The original hardware did all kinds of strange things, stuff like SSH not working and RPM checksums failing, random rebooting, ect. I ended up swapping the chassis, mainboard and RAM but kept the HDD’s to avoid an OS reinstall. Now, I’ve gotten this twice on the new box followed by a hard freeze about 2 months after the swap:
root@host [~]# mcelog --cpu nehalem --ascii < mce.txt CPU 2: Machine Check Exception: 4 Bank 8: fe0000400001009f TSC 38f57147ce2b8 ADDR 74a0f000 MISC c4e377c200041180 HARDWARE ERROR. This is *NOT* a software problem!
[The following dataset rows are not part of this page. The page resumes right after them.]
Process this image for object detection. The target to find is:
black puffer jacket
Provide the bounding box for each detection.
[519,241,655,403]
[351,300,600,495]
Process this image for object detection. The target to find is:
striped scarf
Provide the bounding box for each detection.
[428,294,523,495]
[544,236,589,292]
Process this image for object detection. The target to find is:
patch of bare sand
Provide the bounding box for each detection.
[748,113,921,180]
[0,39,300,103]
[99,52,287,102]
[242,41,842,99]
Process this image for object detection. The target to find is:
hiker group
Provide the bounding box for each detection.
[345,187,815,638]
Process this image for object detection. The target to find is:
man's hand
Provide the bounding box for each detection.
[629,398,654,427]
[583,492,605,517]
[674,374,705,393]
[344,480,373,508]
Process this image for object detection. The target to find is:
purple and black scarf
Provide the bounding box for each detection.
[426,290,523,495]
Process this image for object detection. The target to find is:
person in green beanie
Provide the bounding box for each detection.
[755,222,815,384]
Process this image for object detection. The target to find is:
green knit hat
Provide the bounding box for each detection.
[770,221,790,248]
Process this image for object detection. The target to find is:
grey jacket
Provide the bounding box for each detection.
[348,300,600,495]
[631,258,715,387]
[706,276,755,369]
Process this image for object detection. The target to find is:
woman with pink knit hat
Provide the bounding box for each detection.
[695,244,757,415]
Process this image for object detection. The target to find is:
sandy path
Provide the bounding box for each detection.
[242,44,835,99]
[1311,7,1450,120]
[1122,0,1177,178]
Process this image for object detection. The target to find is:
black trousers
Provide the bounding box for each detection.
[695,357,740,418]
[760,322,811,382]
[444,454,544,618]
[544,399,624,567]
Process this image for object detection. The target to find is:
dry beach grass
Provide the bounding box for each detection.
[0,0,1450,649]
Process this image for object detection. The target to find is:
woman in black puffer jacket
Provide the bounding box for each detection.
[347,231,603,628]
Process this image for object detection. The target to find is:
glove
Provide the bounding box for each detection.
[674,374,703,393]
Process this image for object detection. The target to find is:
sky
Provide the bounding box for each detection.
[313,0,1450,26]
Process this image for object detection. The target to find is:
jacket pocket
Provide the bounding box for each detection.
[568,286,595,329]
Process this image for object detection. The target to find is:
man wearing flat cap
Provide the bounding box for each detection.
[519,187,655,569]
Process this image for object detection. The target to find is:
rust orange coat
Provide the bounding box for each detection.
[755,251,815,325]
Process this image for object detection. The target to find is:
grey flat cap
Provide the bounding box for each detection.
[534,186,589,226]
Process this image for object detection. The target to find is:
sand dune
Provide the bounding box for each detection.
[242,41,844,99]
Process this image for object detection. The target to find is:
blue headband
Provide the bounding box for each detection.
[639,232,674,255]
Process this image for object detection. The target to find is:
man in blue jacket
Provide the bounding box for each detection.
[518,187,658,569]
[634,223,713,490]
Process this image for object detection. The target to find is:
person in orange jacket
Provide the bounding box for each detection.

Please contact your hardware vendor CPU 2 BANK 8 TSC 38f57147ce2b8 MISC c4e377c200041180 ADDR 74a0f000 MCG status:MCIP MCi status: Error overflow Uncorrected error Error enabled MCi_MISC register valid MCi_ADDR register valid Processor context corrupt MCA: MEMORY CONTROLLER RD_CHANNELunspecified_ERR Transaction: Memory read error Memory read ECC error Memory corrected error count (CORE_ERR_CNT): 1 Memory transaction Tracker ID (RTId): 0 Memory DIMM ID of error: 0 Memory channel ID of error: 1 Memory ECC syndrome: 44e377c2 STATUS fe0000400001009f MCGSTATUS 4
I realized I was running the same kernel as before the chassis swap, so I wonder if the ‘screwyness’ of the old hardware left a corrupted kernel module or two? I know it’s a long shot… but so are two identical, brand new machines having serious memory lapses. So I just upgraded the kernel (and bios for safe measure).
Edit 4/20/11 – Turns out it was hardware issues… did a full chassis swap yesterday. Haven’t cracked open the bad server yet to see what went wrong.